From the figure, it is clear that \(ABQP\), \(APRC\) and \(BQRC\) are all trapezoids.

Therefore, we have:
Area of \(\Delta ABC\) \(=\) Area of trapezium \(ABQP\) \(+\) Area of trapezium \(APRC\) \(–\) Area of trapezium \(BQRC\).
 
We know that the area of a trapezium is given by:
Area of a trapezium \(=\) \(\frac{1}{2} \times \text{sum of parallel sides} \times \text{distance between the parallel sides}\)
Therefore, Area of \(\Delta ABC = \frac{1}{2}(BQ + AP) QP + \frac{1}{2}(AP + CR) PR – \frac{1}{2}(BQ + CR) QR\)
 
Rewrite the above equation in terms of coordinates as follows:
 
Area of \(\Delta ABC\) \(=\) \(\frac{1}{2}\left(y_2 + y_1\right)\left(x_1 - x_2\right)\) \(+\) \(\frac{1}{2}\left(y_1 + y_3\right)\left(x_3 - x_1\right)\) \(-\) \(\frac{1}{2}\left(y_2 + y_3\right)\left(x_3 - x_2\right)\)
 
Factor out the common terms and rearrange the terms.
 
Thus, we have:
 
Area of \(\Delta ABC\) \(=\) \(\frac{1}{2}\left[x_1 \left(y_2 - y_3\right) + x_2 \left(y_3 - y_1\right) + x_3 \left(y_1 - y_2\right)\right]\) square units.
 
Another form of the formula:
 
The above given formula can also be written as follows:
 
Area of \(\Delta ABC\) \(=\) \(\frac{1}{2}\left[ \left(x_1y_2 + x_2y_3 + x_3y_1\right) - \left(x_2y_1 + x_3y_2 + x_1y_3\right)\right]\) square units.
 
The above formula can be easily remembered using the following pictorial representation.
 
formula.PNG
Example:
Find the area of the triangle joining the vertices \((- 2, 1)\), \((- 11, -9)\) and \((6, 7)\).
 
Solution:
 
By the formula, we have:
Area of the triangle \(=\) \(\frac{1}{2}\left[x_1 \left(y_2 - y_3\right) + x_2 \left(y_3 - y_1\right) + x_3 \left(y_1 - y_2\right)\right]\) square units
Substitute the required values in the above formula.

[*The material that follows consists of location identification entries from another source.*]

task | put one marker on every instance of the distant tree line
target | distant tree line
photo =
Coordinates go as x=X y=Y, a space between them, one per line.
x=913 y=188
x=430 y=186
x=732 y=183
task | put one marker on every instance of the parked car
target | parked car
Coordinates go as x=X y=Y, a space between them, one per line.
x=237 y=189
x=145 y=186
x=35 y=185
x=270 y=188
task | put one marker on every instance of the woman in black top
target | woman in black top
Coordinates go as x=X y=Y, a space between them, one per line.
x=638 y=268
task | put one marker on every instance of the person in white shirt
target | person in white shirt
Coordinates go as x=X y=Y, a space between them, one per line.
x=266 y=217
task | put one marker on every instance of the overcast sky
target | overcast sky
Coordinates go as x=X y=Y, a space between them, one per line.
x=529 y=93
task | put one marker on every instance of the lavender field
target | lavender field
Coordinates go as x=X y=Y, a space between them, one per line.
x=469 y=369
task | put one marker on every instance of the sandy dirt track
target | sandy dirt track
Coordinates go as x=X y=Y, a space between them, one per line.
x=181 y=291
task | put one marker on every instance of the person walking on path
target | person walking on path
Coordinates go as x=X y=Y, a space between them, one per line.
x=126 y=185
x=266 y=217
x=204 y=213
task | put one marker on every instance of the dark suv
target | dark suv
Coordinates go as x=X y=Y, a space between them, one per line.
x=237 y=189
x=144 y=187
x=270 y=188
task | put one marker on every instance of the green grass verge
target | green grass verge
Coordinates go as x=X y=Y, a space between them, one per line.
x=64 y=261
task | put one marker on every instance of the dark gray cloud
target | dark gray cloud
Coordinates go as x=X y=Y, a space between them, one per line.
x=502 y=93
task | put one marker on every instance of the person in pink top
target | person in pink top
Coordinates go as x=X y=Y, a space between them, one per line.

Area of the triangle \(=\) \(\frac{1}{2}\left[- 2 \left(-9 - 7\right) + (- 11) \left(7 - 1\right) + 6 \left(1 - (-9)\right)\right]\)

\(=\) \(\frac{1}{2}\left[- 2 \left(-16\right) + (- 11) \left(6\right) + 6 \left(10\right)\right]\)

\(=\) \(\frac{1}{2}\left[32 - 66 + 60 \right]\)

\(=\) \(\frac{26}{2}\)

\(=\) \(13\)

Therefore, area of the triangle joining the vertices \((2, 1)\), \((11, -9)\) and \((6, 7)\) is \(13\) square units.
Important!
To calculate the area of a polygon, divide it into triangular regions, which have no common area, and add the areas of these regions.